The other key formula to use is the filtration switching formula (see the book Interest Rate Models - Theory and Practice): For any $\mathscr{G}_{\infty}$ measurable random variable $Y$, \begin{align*} E\left(\pmb{1}_{\{\tau > t\}}Y\,|\,\mathscr{G}_t\right) = \pmb{1}_{\{\tau > t\}}\frac{E\left(\pmb{1}_{\{\tau > t\}}Y\,|\,\mathscr{F}_t\right)}{E\left(\pmb{1}_{\{\tau > t\}}\,|\,\mathscr{F}_t\right)}.\tag 1 \end{align*}

Then, for $0 \leq t < T$, \begin{align*} \pmb{1}_{\{\tau > t\}}V_{t} &= E\bigg(\pmb{1}_{\{\tau > T\}}e^{-\int_{t}^{T} r_s ds} + \pmb{1}_{\{t< \tau \le T\}} R\, V_{\tau}e^{-\int_{t}^{\tau} r_s ds} \, \big|\, \mathscr{G}_{t}\bigg) \\ &=\pmb{1}_{\{\tau > t\}} E\bigg(e^{-\int_{t}^{T} (r_s+h_s) ds} + \int_{t}^{T}R\, V_{u}h_u e^{-\int_{t}^{u} (r_s+h_s) ds} du \, \big|\, \mathscr{F}_{t}\bigg) \tag 2 \\ &=\pmb{1}_{\{\tau > t\}} e^{\int_0^{t} (r_s+h_s) ds} E\bigg(e^{-\int_0^{T} (r_s+h_s) ds} + \int_{t}^{T}R\, V_{u} h_u e^{-\int_0^{u} (r_s+h_s) ds} du \, \big|\, \mathscr{F}_{t}\bigg). \nonumber \end{align*} Here, the $\mathscr{H}$-condition and the filtration switching formula are employed in the derivation of $(2)$.

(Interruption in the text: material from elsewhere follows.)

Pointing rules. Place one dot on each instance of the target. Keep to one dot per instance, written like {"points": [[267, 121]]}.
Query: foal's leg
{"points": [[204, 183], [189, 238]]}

Let \begin{align*} M_t = E\bigg(e^{-\int_0^{T} (r_s+h_s) ds} + \int_0^{T}R\, V_{u}h_u e^{-\int_0^{u} (r_s+h_s) ds} du \, \big|\, \mathscr{F}_t\bigg). \end{align*} Then, $M_t$ is a martingale. Moreover, \begin{align*} V_t = e^{\int_0^t (r_s+h_s) ds}\bigg(M_t - \int_0^{t} R\,V_{u}h_u e^{-\int_0^{u} (r_s+h_s) ds} du \bigg). \end{align*} By Ito's lemma, \begin{align*} d\Big(e^{-\int_0^t (r_s+(1-R)h_s) ds} V_t \Big) = e^{\int_0^t R\, h_s ds} dM_t. \end{align*} Since $M_t$ is a martingale, $e^{-\int_0^t (r_s+(1-R)h_s) ds} V_t$ is also a martingale over $[0, T]$. Then, for any $0\le t \le u\le T$, \begin{align*} e^{-\int_0^t (r_s+(1-R)h_s) ds} V_t = E\Big(e^{-\int_0^u (r_s+(1-R)h_s) ds} V_u \, \big|\, \mathscr{F}_t \Big). \end{align*} In particular, \begin{align*} V_0 = E\left(e^{-\int_0^{T} (r_s+(1-R)h_s) ds}\right). \end{align*}

Answer 2

It's hard for me to understand exactly what you are asking, but I will try to answer. If my answer misses the mark please clarify exactly it is what you don't understand and I will try again.

We have \begin{aligned} P(\tau \leq t + dt \vert \tau > t) &= \frac{P(t < \tau \leq t+dt)}{P(\tau > t)} \\ &= 1 - \exp \bigg(\int_t^{t+dt} h_u du \bigg) \\ &\approx h_tdt \end{aligned}

Where the approxomation comes from Taylor expansion of $e$ (the hint provided).

Furthermore (from the definition of the hazard rate), $$ P(\tau > t) = \exp\bigg( -\int_0^t h_u du \bigg) $$

Is that enough? Maybe you can work it out from here.